Porting and benchmarking on a fully ARM-based cluster

Project reference: 2006
The aim of this project is to explore the limits of our fully ARM-based HPC cluster, Fulhame. This a relatively new cluster and whilst some codes and libraries are already ported and optimised, there is a lot of work to do in porting, optimising and understanding the strong and weak points of the system compared to others.
This project is well suited for a student looking for experience in practical HPC work, building installing and configuring codes and systems. Any subject is available, from looking at power efficiency optimisation, IO optimisation with Lustre on ARM, MPI scaling etc.

Open cabinet showing several nodes of Fulhame.
Project Mentor: Nick Johnson
Project Co-mentor: /
Site Co-ordinator: Juan Herrera
Participants: Jerónimo Sánchez García, Irem Kaya
Learning Outcomes:
Student will learn how to build, install and optimise HPC libraries & codes for ARM architecture.
Student will learn something about how to operate a production HPC cluster.
Student Prerequisites (compulsory)
Student must have experience in building and compiling code and libraries for a cluster system.

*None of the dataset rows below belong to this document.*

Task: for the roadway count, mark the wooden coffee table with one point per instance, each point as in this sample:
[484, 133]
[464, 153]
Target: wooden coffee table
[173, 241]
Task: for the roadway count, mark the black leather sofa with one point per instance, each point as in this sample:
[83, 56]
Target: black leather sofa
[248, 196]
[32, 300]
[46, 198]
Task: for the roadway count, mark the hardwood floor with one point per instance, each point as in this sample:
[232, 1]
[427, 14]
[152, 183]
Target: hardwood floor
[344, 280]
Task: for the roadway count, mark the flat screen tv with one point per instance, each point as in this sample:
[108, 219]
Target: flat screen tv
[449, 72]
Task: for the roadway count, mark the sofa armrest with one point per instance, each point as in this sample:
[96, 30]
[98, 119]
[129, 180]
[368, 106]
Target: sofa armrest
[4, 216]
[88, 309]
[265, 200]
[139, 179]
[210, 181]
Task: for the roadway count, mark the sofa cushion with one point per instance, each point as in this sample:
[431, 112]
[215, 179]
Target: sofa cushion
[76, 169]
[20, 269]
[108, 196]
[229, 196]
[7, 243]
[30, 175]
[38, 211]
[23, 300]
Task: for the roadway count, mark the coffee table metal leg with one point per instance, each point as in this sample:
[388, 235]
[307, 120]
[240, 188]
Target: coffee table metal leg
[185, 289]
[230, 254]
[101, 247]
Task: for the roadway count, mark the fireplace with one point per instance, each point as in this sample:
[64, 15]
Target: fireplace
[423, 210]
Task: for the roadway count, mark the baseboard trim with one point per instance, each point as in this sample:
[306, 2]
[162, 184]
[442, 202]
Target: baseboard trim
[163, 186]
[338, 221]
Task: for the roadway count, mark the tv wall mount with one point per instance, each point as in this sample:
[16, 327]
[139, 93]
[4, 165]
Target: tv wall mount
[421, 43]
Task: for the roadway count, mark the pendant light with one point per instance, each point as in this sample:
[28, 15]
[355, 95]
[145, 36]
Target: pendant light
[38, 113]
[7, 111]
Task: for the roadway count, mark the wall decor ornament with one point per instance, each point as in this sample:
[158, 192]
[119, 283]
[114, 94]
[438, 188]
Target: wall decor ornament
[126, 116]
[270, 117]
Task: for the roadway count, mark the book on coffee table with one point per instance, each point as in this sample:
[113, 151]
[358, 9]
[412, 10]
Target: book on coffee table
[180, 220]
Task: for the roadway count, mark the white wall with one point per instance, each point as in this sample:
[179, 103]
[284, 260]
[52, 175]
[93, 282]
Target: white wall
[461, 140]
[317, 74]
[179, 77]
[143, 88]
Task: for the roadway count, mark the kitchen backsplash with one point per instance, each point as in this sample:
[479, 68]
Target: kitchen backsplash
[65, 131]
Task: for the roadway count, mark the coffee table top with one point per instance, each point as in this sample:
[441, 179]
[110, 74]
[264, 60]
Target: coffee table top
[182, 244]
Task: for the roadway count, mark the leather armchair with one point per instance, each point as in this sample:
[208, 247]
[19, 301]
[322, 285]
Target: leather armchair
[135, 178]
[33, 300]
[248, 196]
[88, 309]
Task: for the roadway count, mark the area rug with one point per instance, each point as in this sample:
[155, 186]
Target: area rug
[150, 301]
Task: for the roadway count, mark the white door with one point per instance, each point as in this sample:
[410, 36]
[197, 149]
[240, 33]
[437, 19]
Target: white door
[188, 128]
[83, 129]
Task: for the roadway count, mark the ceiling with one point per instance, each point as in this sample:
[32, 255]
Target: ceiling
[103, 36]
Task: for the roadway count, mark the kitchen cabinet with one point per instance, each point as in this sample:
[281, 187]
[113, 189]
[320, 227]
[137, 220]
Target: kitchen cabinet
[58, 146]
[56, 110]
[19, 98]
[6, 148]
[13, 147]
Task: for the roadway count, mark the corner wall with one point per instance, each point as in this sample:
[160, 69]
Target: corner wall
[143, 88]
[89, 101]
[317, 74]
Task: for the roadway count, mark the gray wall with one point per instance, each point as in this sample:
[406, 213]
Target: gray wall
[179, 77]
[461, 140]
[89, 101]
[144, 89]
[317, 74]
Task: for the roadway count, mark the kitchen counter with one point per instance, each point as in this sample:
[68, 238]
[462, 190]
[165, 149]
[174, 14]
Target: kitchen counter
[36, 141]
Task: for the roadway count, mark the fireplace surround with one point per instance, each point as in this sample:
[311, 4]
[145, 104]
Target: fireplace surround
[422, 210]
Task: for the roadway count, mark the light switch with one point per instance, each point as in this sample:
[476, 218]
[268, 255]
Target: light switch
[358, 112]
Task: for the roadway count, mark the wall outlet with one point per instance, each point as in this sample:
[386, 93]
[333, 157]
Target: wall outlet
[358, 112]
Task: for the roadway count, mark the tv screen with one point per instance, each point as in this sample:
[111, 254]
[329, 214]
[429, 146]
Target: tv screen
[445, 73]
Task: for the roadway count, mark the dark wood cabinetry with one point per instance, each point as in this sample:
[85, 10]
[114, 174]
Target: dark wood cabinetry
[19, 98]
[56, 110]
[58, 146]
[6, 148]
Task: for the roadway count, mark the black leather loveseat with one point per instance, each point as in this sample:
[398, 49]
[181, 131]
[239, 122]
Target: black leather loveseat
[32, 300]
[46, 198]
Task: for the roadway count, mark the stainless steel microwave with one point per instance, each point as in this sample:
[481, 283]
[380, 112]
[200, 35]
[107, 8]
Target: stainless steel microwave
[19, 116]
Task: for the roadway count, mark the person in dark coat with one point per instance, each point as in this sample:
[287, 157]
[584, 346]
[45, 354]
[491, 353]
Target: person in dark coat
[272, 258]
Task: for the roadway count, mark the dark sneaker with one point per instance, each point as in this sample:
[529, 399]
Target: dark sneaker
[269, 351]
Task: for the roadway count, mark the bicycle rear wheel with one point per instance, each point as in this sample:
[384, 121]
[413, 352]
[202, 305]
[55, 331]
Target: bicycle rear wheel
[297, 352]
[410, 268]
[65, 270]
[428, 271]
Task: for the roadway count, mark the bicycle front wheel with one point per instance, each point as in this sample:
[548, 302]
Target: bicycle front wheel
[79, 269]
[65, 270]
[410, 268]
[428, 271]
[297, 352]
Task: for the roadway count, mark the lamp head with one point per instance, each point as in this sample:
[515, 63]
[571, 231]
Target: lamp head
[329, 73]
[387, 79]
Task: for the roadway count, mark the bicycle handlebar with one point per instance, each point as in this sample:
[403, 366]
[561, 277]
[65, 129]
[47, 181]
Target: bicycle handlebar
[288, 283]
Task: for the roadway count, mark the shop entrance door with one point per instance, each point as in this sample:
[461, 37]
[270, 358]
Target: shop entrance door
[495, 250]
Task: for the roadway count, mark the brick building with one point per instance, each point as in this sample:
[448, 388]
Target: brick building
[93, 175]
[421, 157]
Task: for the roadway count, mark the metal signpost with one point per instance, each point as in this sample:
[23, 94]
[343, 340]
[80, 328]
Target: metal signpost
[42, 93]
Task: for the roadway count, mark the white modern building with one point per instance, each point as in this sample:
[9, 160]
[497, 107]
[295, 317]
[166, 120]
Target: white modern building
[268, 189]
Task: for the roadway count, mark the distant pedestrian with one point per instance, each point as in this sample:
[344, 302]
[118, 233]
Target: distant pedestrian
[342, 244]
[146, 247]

Student Prerequisites (desirable):
Some experience of package management, job and code profiling and optimisation and system level parameters (DVFS etc.) would be desirable but certainly not essential.
Training Materials:
No specific materials at present. Some will be provided closer to the placement and in conjunction with the student depending on which area of the project they want to focus on.
Workplan:
- Week 1+2: Concentrate on running basic tests on the system, getting access to all codes/libraries etc, begin to identify (if not done a priori) which specific areas to focus on during the rest of the project
- Week 3+4: Start analysis of codes/libraries/parameters which require work and produce plan, then begin work.
- Week 5+6: Main bulk of work, branching into secondary problems/code if necessary.
- Week 7+8: Finalise work, pushing code to upstream repositories, write report and give EPCC talk on work done/results achieved.
Final Product Description:
A technical paper or report describing activities done. Code commits to upstream repositories proposing fixes for any bugs found.
Adapting the Project: Increasing the Difficulty:
Work on more codes or libraries; look at system parameters.
Adapting the Project: Decreasing the Difficulty:
Concentrate more on the applications level tuning using standard profilers/debuggers etc.
Resources:
Access to ARM cluster will be required and provided by EPCC.